Today I went to the Mitchell Canyon entrance to Mt. Diablo, a part of the big mountain I’ve never visited before. I hiked, mostly off trail and across country, up and down some very steep slopes, slick with tall grass. Everything’s still green, for now, from the recent rainfall we’ve had. But California’s snowpack’s 40 percent below normal and we’re facing another deadly dry summer and autumn. So it felt good to enjoy a brief, ephemeral springtime today for two or three hours.

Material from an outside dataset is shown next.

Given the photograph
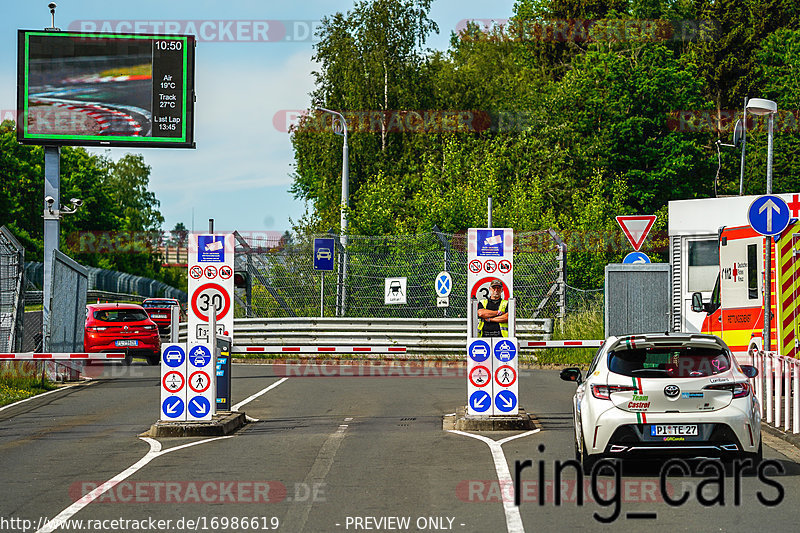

I started my hike on “Bruce Lee Trail.”
A rusty water tank with Clayton Quarry in the background.
Ranunculus.
Shooting Star, Dodecatheon clevelandii.
Blue Dicks, Dichelostemma capitatum.
Purple sanicle, Sanicula bipinnatifida.
A pale crab spider hiding in a poppy.
Aesculus californica.
My idyllic lunch spot.
Pinus coulteri.
Eleodes gigantea, one of our largest beetles.
It’s called a “headstand beetle” due to its defensive pose.
Sceloporus occidentalis.
An itinerant grasshopper.
Oak apple galls.
Mistletoe, Phoradendron serotinum.
Tom turkeys parading in the crepuscule of the forest.